NLP AND TEXT UNIVERSITY OF ANALYSIS AT THE 
MASSACHUSETTS 
Wendy G. Lehnert 
Department of Computer Science 
University of Massachusetts 
Amherst, MA 01003 
PROJECT GOALS 
Our group is investigating a variety of techniques centered 
around the use of text corpora to support natural language 
processing applications. We are interested in information 
extraction from text, text classification, and knowledge 
acquisition from text corpora. Our goal is to develop 
technologies that can be readily ported across domains and 
scaled up with a minimal amount of manual engineering. 
In particular, we are experimenting with various kinds of 
statistical profiles and case based reasoning systems in 
order to facilitate: 
• semantically-oriented dictionary construction 
• the analysis of complex sentence structures 
• complex domain discriminations 
• specific aspects of discourse analysis 
Although it is doubtful that all manual knowledge 
engineering can be eliminated from the development cycle 
of practical NLP systems, we believe that minimal 
amounts of manual engineering can be highly leveraged 
when used in conjunction with a suitable text corpus. 

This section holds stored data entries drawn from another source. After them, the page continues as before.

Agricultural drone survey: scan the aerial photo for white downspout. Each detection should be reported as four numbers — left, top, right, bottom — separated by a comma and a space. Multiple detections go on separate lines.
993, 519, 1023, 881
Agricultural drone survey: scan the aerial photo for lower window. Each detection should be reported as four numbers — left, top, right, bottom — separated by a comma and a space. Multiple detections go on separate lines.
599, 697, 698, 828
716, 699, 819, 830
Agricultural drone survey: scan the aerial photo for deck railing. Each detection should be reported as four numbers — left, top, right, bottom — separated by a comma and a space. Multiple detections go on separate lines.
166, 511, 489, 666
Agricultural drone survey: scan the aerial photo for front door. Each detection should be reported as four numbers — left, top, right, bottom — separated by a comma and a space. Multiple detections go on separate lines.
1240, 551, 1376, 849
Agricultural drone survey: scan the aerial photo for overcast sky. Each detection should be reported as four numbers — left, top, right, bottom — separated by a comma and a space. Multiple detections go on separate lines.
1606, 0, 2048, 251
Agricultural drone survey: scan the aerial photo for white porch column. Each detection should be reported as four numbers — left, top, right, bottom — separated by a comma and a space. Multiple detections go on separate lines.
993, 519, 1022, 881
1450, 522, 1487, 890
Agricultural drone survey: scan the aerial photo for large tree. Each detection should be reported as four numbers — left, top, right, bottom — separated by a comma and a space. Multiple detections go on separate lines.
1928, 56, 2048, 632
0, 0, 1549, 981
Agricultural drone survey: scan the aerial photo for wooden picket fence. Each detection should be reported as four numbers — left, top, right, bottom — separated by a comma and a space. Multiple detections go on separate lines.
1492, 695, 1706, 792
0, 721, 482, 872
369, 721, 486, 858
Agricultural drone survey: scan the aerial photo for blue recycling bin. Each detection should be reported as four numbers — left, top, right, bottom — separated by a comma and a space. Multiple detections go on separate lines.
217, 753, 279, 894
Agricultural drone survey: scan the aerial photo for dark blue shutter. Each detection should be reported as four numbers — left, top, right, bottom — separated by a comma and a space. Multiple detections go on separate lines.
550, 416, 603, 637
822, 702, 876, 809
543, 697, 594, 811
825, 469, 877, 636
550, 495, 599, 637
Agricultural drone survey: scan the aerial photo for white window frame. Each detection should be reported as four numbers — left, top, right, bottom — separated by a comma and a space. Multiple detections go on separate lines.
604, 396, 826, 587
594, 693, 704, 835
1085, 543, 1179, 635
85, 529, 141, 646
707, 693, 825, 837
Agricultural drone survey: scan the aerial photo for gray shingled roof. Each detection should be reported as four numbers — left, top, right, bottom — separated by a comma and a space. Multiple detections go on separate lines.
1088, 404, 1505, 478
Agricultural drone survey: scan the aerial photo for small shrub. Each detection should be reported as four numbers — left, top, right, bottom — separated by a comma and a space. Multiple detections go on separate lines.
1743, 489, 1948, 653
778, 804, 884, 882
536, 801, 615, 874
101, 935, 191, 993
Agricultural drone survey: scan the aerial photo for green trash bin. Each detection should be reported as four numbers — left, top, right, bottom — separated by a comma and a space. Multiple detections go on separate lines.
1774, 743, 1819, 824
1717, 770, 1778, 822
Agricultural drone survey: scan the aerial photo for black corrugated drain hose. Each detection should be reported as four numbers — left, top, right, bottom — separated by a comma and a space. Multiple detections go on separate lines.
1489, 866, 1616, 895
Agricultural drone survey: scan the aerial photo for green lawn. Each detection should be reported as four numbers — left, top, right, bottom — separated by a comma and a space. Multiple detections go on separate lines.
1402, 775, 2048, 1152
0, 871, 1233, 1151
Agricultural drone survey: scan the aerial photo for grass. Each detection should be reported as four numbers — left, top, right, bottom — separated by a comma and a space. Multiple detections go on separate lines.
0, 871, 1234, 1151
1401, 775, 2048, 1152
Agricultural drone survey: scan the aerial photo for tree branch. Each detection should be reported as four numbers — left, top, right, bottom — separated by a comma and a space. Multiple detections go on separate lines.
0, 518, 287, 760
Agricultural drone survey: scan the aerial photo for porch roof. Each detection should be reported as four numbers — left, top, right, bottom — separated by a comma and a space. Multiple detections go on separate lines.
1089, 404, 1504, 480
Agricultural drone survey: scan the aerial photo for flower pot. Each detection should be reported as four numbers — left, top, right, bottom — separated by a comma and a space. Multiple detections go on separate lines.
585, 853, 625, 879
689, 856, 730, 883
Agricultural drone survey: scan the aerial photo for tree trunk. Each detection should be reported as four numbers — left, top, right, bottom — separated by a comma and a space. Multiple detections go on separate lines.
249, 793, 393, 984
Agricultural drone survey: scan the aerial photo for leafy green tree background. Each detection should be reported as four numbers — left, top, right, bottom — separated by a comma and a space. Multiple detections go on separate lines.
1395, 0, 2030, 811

Given a specific text processing application and a text 
corpus that is representative of the target texts, we are 
experimenting with different aspects of system 
development that can be fully or partially automated. 
RECENT RESULTS 
Using the UMass/MUC-3 system implementation as a 
starting point, we have been looking at the problem of text 
classification as it pertains to domain relevancy. Based on a 
fully-automated semantic analysis of the MUC-3 texts, we 
have developed statistical profiles to distinguish texts that 
describe legitimate terrorist events from texts that are "near 
misses" with respect to the domain definition. Using these 
profiles, we can discriminate new texts with relatively high 
degrees of recall and precision (as high as 97% recall with 
93% precision on one test run of 100 texts). 

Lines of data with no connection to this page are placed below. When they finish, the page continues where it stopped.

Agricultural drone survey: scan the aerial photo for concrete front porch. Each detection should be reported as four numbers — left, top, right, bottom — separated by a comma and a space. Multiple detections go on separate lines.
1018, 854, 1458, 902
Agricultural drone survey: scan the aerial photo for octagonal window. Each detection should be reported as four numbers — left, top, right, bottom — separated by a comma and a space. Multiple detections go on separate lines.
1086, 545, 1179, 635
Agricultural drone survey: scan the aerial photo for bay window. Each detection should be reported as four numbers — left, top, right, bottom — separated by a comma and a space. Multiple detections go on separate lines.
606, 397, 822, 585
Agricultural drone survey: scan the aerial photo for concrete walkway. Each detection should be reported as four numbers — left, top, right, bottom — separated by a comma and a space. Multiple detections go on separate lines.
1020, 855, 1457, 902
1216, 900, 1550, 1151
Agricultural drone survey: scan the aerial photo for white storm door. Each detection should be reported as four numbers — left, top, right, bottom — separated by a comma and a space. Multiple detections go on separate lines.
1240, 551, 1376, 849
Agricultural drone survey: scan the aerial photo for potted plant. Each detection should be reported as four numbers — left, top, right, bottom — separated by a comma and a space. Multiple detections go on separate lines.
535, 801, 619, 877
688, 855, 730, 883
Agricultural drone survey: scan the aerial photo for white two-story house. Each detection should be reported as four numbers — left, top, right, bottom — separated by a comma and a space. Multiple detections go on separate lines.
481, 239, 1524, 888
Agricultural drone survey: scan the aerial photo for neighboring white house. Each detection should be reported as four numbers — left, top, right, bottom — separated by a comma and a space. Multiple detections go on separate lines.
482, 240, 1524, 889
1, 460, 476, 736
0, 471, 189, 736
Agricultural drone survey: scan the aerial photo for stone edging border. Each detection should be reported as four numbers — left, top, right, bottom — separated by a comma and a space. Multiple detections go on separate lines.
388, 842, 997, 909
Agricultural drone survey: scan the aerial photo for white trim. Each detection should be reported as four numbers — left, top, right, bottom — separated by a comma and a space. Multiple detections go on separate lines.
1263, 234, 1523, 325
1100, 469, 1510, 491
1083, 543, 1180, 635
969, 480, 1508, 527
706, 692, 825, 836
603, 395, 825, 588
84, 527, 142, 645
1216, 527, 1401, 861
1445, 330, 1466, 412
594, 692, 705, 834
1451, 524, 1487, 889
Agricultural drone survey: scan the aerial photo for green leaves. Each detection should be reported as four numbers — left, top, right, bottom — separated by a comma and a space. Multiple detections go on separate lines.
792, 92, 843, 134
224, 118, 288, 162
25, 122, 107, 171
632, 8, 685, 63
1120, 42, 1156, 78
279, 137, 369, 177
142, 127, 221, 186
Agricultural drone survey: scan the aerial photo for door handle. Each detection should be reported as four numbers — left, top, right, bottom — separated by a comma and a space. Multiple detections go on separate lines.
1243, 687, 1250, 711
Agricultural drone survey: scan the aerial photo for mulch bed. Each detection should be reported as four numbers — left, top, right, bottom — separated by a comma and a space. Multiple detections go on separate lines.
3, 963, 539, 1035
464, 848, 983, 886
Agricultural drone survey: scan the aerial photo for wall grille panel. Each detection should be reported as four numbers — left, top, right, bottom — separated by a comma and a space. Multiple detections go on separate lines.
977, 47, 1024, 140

We have also been looking at case-based reasoning (CBR) 
techniques and evaluating the utility of CBR in 
conjunction with the MUC-3 text corpus. Drawing once 
again from the UMass/MUC-3 system, we have run 
additional experiments on our CBR-based consolidation 
module in order to better understand its capabilities. In one 
such experiment, we determined that the CBR module is 
capable of producing recall and precision scores for incident 
types that exceed the recorded performance levels of all the 
MUC-3 systems (85% recall with 91% precision). Our 
own UMass/MUC-3 system posted 77% recall with 81% 
precision on incident types. Unfortunately, comparable 
performance improvements have not been obtained for any 
other MUC-3 template slots. 
In a separate CBR effort, we have designed a new CBR 
module that locates referents for the relative pronoun "who" 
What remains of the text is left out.